Dans Le Choc des civilisations, outre les Islamistes,
dont l'Amérique devait se garder, Huntington évoquait
les pays de culture et de religions asiatiques. Cela faisait
déjà beaucoup d'ennemis potentiels, même
pour une hyper-puissance. Mais dans Who are We?,
il en ajoute d'autres, les Hispano-Américains. Contrairement
aux vagues d'immigrations qui ont fait l'Amérique tout
au long du XIXe et XXe siècle, les populations venant
d'Amérique Latine lui paraissent inassimilables. Il
les voit fondamentalement hostiles à partager la langue,
les rituels civiques et religieux et les moeurs qui fondent
la civilisation américaine. Il s'agit donc d'une menace
directe à l'intégrité culturelle et peut-être
même politique des Etats-Unis. Huntington avait déjà
évoqué la menace hispanique dans un article
récent publié par Foreign Policy sous le titre
The Hispanic Challenge, mais il appelle dans Who
Are We ? à une mobilisation nationale contre le
phénomène.
Le thème de l'envahissement des élites américaines
par des germes destructeurs venus de l'étranger est
récurrent chez Huntington. Il vient de le reprendre
dans le journal conservateur The National Interest
(www.nationalinterest.org)
Le titre de son article «Dead Souls, the Denationalization
of American Elites» se passe de traduction. Il
y dénonce une fracture grandissante entre les élites
académiques, entrepreneuriales et culturelles de plus
en plus «dénationalisées» ou multinationales
et une population dont la devise demeure «Remercions
Dieu d'avoir fait l'Amérique». Il y explique
par exemple (sic) que la CIA ne peut plus compter sur la coopération
des multinationales américaines dont les intérêts
ne recouvrent pratiquement plus ceux du gouvernement.

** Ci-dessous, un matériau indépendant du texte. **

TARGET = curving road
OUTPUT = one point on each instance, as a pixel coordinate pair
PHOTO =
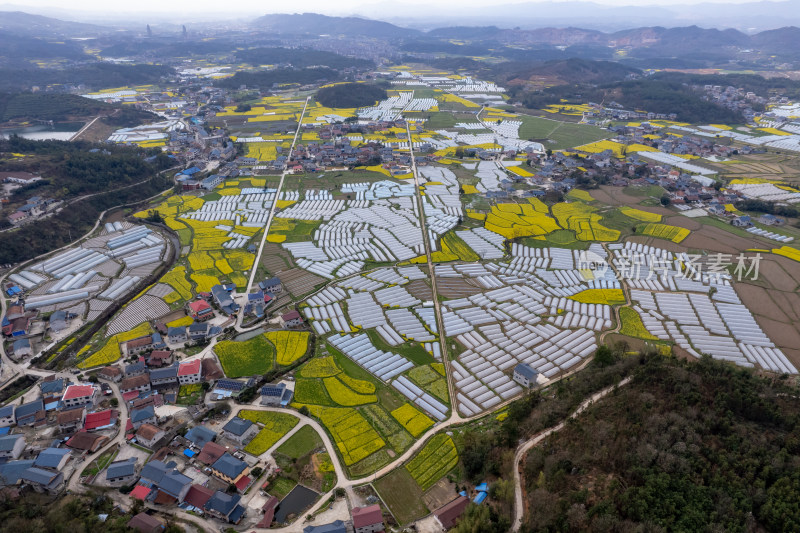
(519, 504)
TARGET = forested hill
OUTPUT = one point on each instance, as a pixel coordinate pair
(61, 107)
(701, 446)
(350, 95)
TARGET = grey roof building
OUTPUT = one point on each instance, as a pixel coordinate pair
(229, 466)
(52, 458)
(11, 472)
(121, 471)
(153, 471)
(142, 416)
(223, 506)
(175, 484)
(42, 480)
(200, 435)
(164, 376)
(334, 527)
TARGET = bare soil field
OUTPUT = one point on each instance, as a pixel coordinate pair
(455, 288)
(299, 282)
(420, 289)
(614, 196)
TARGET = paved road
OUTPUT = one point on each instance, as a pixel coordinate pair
(272, 211)
(74, 483)
(454, 416)
(519, 504)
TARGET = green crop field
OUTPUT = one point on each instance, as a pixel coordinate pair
(275, 426)
(301, 443)
(248, 358)
(564, 134)
(436, 459)
(402, 495)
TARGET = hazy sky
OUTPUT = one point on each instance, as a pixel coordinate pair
(102, 8)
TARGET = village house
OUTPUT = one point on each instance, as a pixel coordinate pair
(146, 415)
(225, 507)
(368, 519)
(200, 310)
(99, 420)
(11, 446)
(275, 395)
(52, 459)
(148, 435)
(525, 375)
(159, 358)
(239, 430)
(110, 373)
(87, 442)
(43, 480)
(139, 345)
(122, 472)
(135, 369)
(145, 523)
(7, 416)
(164, 376)
(79, 395)
(292, 319)
(71, 420)
(140, 383)
(190, 372)
(177, 335)
(30, 413)
(199, 436)
(229, 469)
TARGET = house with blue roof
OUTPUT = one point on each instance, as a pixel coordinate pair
(200, 435)
(146, 415)
(334, 527)
(11, 472)
(225, 507)
(7, 417)
(11, 446)
(525, 375)
(43, 480)
(224, 300)
(153, 471)
(175, 484)
(121, 472)
(164, 376)
(29, 413)
(52, 459)
(229, 468)
(239, 430)
(276, 395)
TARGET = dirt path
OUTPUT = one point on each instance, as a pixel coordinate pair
(272, 211)
(519, 504)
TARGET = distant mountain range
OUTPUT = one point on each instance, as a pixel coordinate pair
(640, 47)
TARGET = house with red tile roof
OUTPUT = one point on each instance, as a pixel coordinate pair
(198, 496)
(200, 310)
(78, 396)
(210, 453)
(100, 420)
(449, 514)
(368, 519)
(190, 372)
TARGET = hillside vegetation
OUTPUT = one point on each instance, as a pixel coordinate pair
(701, 446)
(350, 95)
(268, 78)
(299, 57)
(60, 107)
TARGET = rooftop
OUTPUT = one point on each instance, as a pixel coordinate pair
(78, 391)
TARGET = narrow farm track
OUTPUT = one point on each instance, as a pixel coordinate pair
(272, 211)
(519, 504)
(454, 416)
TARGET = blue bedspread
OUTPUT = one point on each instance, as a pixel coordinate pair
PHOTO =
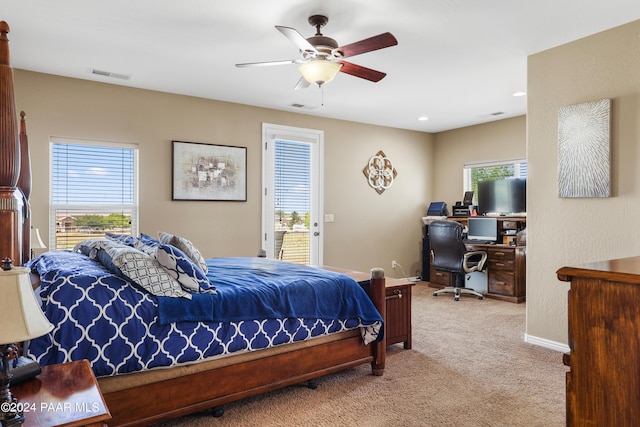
(263, 288)
(116, 325)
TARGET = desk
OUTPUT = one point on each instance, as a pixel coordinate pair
(65, 394)
(506, 272)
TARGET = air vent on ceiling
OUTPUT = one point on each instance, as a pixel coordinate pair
(110, 74)
(301, 106)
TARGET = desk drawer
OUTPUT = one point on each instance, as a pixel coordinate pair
(440, 277)
(501, 258)
(501, 282)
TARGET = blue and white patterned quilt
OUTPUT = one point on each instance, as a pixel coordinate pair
(120, 328)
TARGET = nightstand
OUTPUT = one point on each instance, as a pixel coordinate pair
(398, 311)
(398, 302)
(66, 394)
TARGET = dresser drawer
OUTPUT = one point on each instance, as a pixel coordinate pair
(501, 282)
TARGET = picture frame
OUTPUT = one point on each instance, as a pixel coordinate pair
(208, 172)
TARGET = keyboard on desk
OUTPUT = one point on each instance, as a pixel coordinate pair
(478, 242)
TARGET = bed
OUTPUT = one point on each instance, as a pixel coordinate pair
(147, 350)
(181, 379)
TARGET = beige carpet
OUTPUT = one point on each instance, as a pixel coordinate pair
(469, 366)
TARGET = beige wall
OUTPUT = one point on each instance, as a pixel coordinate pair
(369, 230)
(564, 231)
(495, 141)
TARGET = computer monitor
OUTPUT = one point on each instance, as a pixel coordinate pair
(482, 228)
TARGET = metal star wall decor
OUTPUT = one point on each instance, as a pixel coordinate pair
(380, 172)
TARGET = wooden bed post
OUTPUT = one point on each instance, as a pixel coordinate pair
(11, 204)
(24, 184)
(378, 296)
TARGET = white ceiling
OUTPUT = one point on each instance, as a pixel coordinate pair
(457, 61)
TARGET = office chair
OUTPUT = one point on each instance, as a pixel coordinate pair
(449, 253)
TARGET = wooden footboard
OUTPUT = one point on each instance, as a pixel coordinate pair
(152, 403)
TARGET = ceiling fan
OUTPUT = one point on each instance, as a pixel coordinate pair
(322, 57)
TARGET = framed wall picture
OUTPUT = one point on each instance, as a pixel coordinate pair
(209, 172)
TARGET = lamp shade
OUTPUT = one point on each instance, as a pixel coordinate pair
(319, 71)
(36, 240)
(20, 315)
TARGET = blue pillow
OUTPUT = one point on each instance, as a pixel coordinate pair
(180, 267)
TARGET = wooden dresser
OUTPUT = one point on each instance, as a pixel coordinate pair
(603, 382)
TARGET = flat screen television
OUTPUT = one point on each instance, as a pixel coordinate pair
(502, 197)
(482, 228)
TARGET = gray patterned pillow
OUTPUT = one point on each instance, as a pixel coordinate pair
(185, 246)
(179, 266)
(134, 264)
(147, 272)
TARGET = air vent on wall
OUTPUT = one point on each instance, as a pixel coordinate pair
(110, 74)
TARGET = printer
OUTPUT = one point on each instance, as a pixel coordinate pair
(436, 211)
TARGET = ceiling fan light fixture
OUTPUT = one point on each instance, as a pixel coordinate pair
(319, 71)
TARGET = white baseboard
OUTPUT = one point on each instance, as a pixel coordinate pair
(553, 345)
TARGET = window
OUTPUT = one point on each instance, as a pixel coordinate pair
(93, 191)
(292, 200)
(489, 171)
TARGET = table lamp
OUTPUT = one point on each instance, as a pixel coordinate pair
(22, 319)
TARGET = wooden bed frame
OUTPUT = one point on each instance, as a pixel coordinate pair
(152, 402)
(194, 392)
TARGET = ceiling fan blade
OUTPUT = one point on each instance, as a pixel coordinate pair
(297, 38)
(362, 72)
(302, 84)
(268, 63)
(367, 45)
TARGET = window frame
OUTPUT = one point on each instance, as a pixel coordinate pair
(103, 208)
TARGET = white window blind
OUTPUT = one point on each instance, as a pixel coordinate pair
(93, 191)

Dans Who Are We?, Huntington se présente en
“patriote” désireux de défendre
une culture politique anglo-protestante élaborée
au cours de deux cent ans d'histoire et indispensable à
la survie de la démocratie américaine. Tout
représentant d'une ethnie ou d'un pays extérieur
peut s'y joindre, à condition d'avoir adopté
les valeurs et le langage anglo-protestants. La plupart des
immigrants de toutes races et couleurs l'ont fait jusqu'à
présent, mais selon Huntington les nouveaux arrivés
latino-américains s'y refusent désormais. Le
livre développe toute une série de traits caractérisant
cette civilisation anglo-protestante dont la plupart apparaîtront
à un Européen comme archaïques sinon imaginaires.
Il le fait avec une naïveté dans la bonne conscience
qui surprendra. Au leader noir nationaliste Harold Blake qui
dit que l'Amérique est un composé de minorités
dirigées par une seule d'entre elle, les WASP (White
Anglo-Saxon Protestant) il répond que c'est effectivement
le cas et que c'est très bien ainsi, pour tout le monde.
Mais, constate-t-il avec regret, un nombre croissant de minorités
refusent désormais ce leadership s'exerçant
pour leur bien. Il ne revient pas dans Who Are We ?
sur les relations conflictuelles avec les minorités
noires qui apparemment ne présentent plus à
ses yeux un danger. C'est désormais les «Latinos»
qui l'inquiètent. Beaucoup de gens avaient cru voir
en eux un lien intéressant entre les blancs, les noirs
et les asiatiques. Mais pour lui il n'en est rien. L'apparente
souplesse d'adaptation que montrent les Mexicains et les Cubains
dans les Etats du Sud ne l'impressionne pas. L'européen
voyageant à Miami y voit des gens qui lui paraissent
aussi Américains sinon plus que les Blancs des Autres
Etats, mais lui n'y croit pas. La frontière de 2000
milles qui sépare les Etats-Unis du Mexique lui paraît
receler tous les dangers. Les lois sur l'immigration décidées
par les administrations précédentes, bien que
restrictives, lui apparaissent comme de dangereuses passoires.
Il donne de nombreux exemples de l'incapacité où
seraient selon lui les latinos de s'intégrer dans ce
que l'on appelait jadis le «melting pot» en
partageant ses valeurs. Il affirme que le rejet de la civilisation
américaine deviendra un trait majeur de la nouvelle
immigration, ceci en grande partie du fait de l'importance
des flux qui se préparent, leur démographie
incontrôlée et leur volonté de transporter
avec eux leur religion (le catholicisme), leurs moeurs et
leur culture.
Huntington
dans son livre ne s'en prend pas seulement aux Mexicains.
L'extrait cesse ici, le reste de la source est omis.